Media Sosial sebagai Strategi Pemasaran Film

Meski menghadapi tantangan pembajakan digital, Ernest mengakui bahwa media sosial tetap tidak bisa dilepaskan dari strategi pemasaran film. Ia menyampaikan bahwa di tengah arus tren yang berubah cepat, kreator perlu memahami mekanisme promosi dan distribusi konten tanpa mengorbankan hak cipta.

“Suka tidak suka, peperangannya di TikTok. Mau tidak mau kita harus tahu cara kerjanya karena orang sekarang udah pintar-pintar. Mereka tahu kok kalau kita pakai buzzer dan segala macamnya,” ujar Ernest.

Ajakan untuk Menghargai Hak Cipta

Oleh karena itu, DJKI mengimbau kreator media sosial dan penonton film agar tidak sembarangan memotong, menggunakan ulang, atau memparodikan film tanpa izin. Yang tak kalah penting adalah menonton film melalui bioskop atau platform legal. Ini merupakan langkah sederhana yang paling penting dalam melindungi hak cipta dan memastikan kreator mendapatkan hak ekonominya secara adil.

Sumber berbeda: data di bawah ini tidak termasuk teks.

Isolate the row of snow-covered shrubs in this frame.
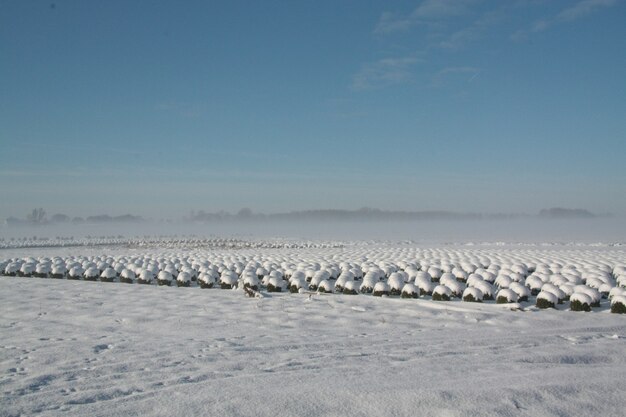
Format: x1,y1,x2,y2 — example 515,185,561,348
0,250,626,312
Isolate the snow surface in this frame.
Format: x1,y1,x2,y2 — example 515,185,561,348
0,242,626,417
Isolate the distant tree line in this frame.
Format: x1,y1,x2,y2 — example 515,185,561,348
5,208,144,226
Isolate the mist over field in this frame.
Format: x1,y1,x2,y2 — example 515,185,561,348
0,213,626,244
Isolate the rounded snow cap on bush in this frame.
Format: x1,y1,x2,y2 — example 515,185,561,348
611,295,626,314
400,283,420,298
496,288,519,304
343,281,359,295
372,281,391,297
537,291,559,308
570,292,593,311
433,285,452,301
463,287,483,303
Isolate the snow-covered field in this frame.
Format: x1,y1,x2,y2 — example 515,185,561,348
0,243,626,416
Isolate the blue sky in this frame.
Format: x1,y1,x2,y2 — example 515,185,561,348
0,0,626,218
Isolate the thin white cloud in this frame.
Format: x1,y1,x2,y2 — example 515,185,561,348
556,0,617,21
374,0,481,34
352,57,419,91
432,67,481,87
511,0,618,42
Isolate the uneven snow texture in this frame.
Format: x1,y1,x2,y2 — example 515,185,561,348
0,277,626,417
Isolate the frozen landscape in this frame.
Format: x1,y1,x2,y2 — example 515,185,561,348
0,0,626,417
0,232,626,416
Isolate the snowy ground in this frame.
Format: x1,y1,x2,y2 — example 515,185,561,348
0,245,626,417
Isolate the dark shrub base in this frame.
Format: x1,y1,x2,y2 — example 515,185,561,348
433,293,450,301
536,298,554,308
463,294,483,303
496,297,512,304
569,300,591,311
267,284,283,292
611,303,626,314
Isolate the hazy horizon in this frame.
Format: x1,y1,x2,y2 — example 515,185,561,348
0,0,626,219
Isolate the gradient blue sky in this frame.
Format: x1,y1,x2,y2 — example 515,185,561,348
0,0,626,218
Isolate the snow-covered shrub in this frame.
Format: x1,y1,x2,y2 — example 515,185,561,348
372,281,391,297
267,276,285,292
198,270,217,288
494,275,513,288
317,279,334,293
415,276,435,295
4,262,22,277
100,267,117,282
433,285,452,301
33,263,51,278
360,272,380,294
17,262,37,277
444,281,466,298
176,270,191,287
609,287,626,300
335,273,353,292
509,282,531,303
342,281,359,295
289,271,308,293
496,288,519,304
611,295,626,314
474,281,494,300
387,272,405,295
67,265,85,279
83,266,100,281
242,272,259,291
570,292,593,311
570,285,602,307
157,270,174,287
541,282,567,304
452,267,468,282
309,270,330,291
536,291,559,308
463,287,483,303
439,272,458,287
526,275,545,295
400,283,420,298
120,268,136,284
220,269,239,290
426,266,442,282
137,268,154,285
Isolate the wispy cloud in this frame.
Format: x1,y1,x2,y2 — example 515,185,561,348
374,0,480,34
511,0,618,41
352,57,419,91
432,67,481,87
437,9,504,48
556,0,617,21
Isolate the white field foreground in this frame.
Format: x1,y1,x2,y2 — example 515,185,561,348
0,245,626,417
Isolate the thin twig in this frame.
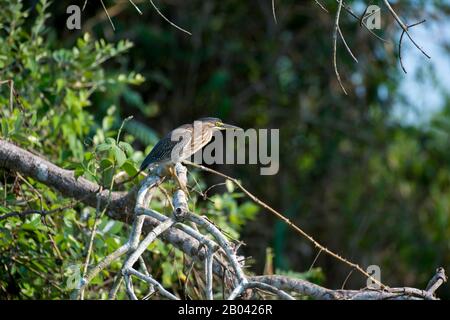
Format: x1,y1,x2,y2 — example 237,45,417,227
100,0,116,31
183,160,386,288
149,0,192,36
333,0,347,95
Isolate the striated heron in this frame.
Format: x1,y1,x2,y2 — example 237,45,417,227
139,118,240,172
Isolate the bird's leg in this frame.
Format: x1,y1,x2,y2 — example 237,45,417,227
168,166,189,197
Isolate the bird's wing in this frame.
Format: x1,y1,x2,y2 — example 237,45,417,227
140,127,191,171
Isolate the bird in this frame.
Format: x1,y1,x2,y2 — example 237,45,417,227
139,117,242,173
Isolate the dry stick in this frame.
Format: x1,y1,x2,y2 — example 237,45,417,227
383,0,431,59
100,0,116,31
308,249,322,271
336,0,388,42
338,27,358,63
341,269,355,290
128,0,142,15
272,0,278,24
333,0,347,95
183,160,387,289
314,0,329,13
150,0,192,36
398,20,426,73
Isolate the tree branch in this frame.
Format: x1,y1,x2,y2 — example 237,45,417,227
0,139,447,300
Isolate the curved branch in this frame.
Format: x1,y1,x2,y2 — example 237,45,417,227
0,139,447,300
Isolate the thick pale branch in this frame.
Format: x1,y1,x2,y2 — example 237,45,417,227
0,139,447,300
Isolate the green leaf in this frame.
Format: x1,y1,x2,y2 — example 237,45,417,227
74,167,84,179
105,138,116,145
112,145,127,167
96,143,112,152
119,141,134,157
122,160,138,177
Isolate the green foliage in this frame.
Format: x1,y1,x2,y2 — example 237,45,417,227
0,0,255,299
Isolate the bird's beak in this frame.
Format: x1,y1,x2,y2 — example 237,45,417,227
220,123,242,130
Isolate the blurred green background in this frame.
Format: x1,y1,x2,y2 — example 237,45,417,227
0,0,450,298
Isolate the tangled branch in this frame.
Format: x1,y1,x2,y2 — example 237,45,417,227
0,139,447,299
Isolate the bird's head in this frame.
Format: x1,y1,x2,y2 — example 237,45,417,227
197,118,241,130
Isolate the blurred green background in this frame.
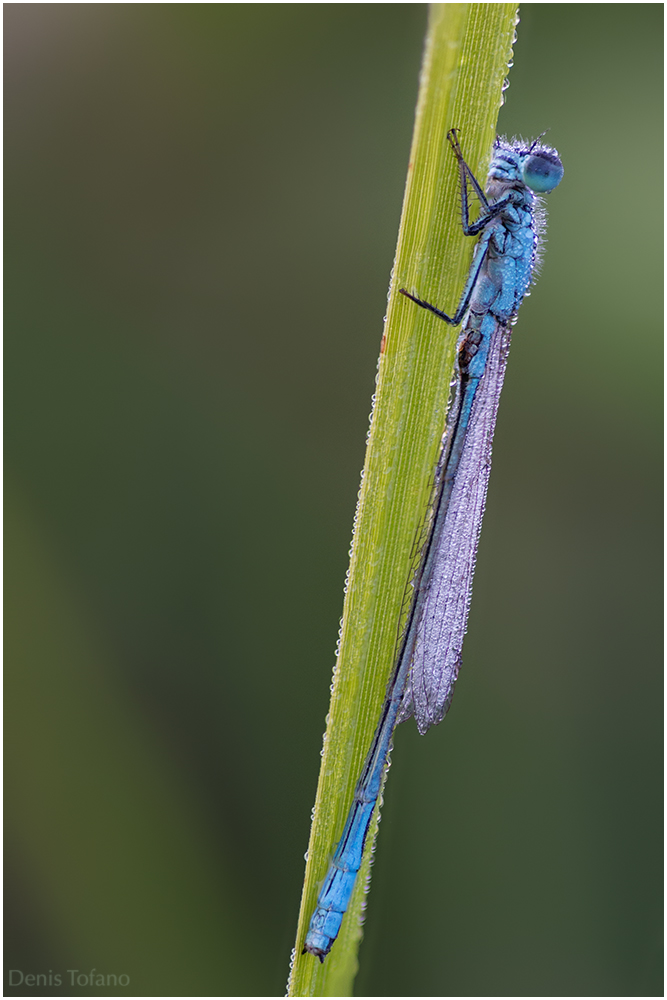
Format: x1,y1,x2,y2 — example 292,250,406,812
4,4,663,996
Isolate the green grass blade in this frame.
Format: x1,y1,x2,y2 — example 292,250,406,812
288,3,518,997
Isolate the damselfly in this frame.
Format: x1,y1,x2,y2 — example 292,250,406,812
303,129,563,961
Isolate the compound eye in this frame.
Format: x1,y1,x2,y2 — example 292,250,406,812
522,154,563,194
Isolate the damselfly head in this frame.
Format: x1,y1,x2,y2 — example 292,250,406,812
521,143,563,194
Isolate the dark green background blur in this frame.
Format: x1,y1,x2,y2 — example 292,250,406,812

Membangun Ekosistem Film yang Sehat

Dengan meningkatnya literasi hak cipta serta kerja sama antara kreator, penonton, platform digital, dan pemerintah, Indonesia dapat membangun ekosistem film yang adil, sehat, dan berkelanjutan. Pelindungan kekayaan intelektual bukan sekadar kepatuhan hukum, melainkan bentuk penghargaan terhadap proses kreatif yang panjang dan penuh dedikasi.